Ensure that you have all necessary permissions and AWS credentials configured before running this program.

import pulumi
import pulumi_aws as aws

# Step 1: Create a security group for EFS
# This security group controls the access to the EFS filesystem from the VPC
efs_security_group = aws.ec2.SecurityGroup('efs-security-group',
    description='Security group for EFS',
    vpc_id='<your_vpc_id>',  # Replace with your VPC ID
    ingress=[
        # Allow NFS traffic from within the VPC.
        # You might want to narrow this down to a specific CIDR block
        # or source security group specific to your application servers.
        aws.ec2.SecurityGroupIngressArgs(
            description='NFS access from VPC',
            protocol='tcp',
            from_port=2049,  # NFS uses port 2049
            to_port=2049,
            cidr_blocks=['<your_vpc_cidr>'],  # Replace with your VPC CIDR block
        ),
    ],
    egress=[
        # Allow all outbound traffic.
        # You might want to restrict this according to your requirements.
        aws.ec2.SecurityGroupEgressArgs(
            description='Allow all outbound traffic',
            protocol='-1',  # -1 means all protocols
            from_port=0,
            to_port=0,
            cidr_blocks=['0.0.0.0/0'],
        ),
    ],
)

# Step 2: Define an EFS filesystem.
efs_filesystem = aws.efs.FileSystem('large-model-efs',
    lifecycle_policy=aws.efs.FileSystemLifecyclePolicyArgs(
        transition_to_ia="AFTER_30_DAYS",  # Move files to infrequent access after 30 days to save costs
    ),
    tags={
        'Name': 'LargeModelEFS',
    },
)

# Step 3: Creating mount targets for the EFS in multiple subnets
# Replace '<your_subnet_id>' with the actual subnet IDs where the EFS should be available.
# Each mount target places the EFS within a subnet of your VPC, making it available to instances within that subnet.
subnet_ids = ['<your_subnet_id_1>', '<your_subnet_id_2>']  # List your subnet IDs here
for subnet_id in subnet_ids:
    aws.efs.MountTarget(f"efs-mount-target-{subnet_id}",
        file_system_id=efs_filesystem.id,
        subnet_id=subnet_id,
        security_groups=[efs_security_group.id],  # Attach the security group we created earlier
    )

# To integrate this with your server infrastructure, you would now mount the EFS
# in your EC2 instances using the filesystem ID and mount targets.
# The instances should be configured to use this EFS as storage for your LLMs.
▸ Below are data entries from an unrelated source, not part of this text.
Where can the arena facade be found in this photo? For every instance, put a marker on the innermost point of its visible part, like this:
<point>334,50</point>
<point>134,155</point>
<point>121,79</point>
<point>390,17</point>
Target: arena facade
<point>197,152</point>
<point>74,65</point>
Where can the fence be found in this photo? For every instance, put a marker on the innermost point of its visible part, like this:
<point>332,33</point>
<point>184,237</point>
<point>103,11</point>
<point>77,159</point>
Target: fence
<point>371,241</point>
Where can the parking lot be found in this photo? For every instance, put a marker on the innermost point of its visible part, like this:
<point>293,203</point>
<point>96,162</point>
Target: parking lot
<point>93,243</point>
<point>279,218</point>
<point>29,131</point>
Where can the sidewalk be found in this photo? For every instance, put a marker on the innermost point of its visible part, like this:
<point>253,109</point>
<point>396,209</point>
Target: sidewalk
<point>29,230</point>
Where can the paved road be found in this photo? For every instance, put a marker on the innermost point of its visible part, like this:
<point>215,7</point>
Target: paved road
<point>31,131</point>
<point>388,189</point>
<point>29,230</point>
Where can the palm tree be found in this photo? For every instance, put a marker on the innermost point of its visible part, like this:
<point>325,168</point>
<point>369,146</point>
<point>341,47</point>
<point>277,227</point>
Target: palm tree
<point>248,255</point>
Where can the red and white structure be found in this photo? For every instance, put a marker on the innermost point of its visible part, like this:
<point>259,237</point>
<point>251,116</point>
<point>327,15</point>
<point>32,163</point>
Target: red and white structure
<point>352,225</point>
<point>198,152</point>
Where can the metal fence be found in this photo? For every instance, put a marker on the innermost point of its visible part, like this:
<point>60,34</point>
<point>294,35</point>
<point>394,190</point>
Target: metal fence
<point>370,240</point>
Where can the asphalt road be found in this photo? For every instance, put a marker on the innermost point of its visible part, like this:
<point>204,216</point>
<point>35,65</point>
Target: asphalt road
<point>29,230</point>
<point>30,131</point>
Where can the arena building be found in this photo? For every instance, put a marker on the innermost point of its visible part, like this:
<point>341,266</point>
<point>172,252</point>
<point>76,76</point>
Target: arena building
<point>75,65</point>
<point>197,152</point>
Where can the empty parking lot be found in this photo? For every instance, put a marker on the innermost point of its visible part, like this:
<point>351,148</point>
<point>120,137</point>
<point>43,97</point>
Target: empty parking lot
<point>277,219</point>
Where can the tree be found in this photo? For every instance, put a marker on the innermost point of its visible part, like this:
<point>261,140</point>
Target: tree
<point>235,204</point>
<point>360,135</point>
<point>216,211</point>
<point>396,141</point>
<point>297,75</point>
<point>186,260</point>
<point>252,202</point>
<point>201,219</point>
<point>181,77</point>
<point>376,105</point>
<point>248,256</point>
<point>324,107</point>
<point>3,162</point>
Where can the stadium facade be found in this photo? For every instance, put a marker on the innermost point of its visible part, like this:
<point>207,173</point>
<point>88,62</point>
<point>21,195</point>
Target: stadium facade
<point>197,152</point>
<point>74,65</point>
After creating the EFS filesystem with Pulumi, you would need to integrate it with your compute instances (like EC2 or SageMaker instances), where the large language models will be running. You can mount the EFS on these instances and use it to access the models or data required for serving predictions.

Always remember to replace placeholder values such as <your_vpc_id>, <your_vpc_cidr>, <your_subnet_id_1>, and <your_subnet_id_2> with actual values from your AWS setup. Be mindful of the security considerations, and adjust inbound and outbound traffic rules for the security group according to your actual requirements.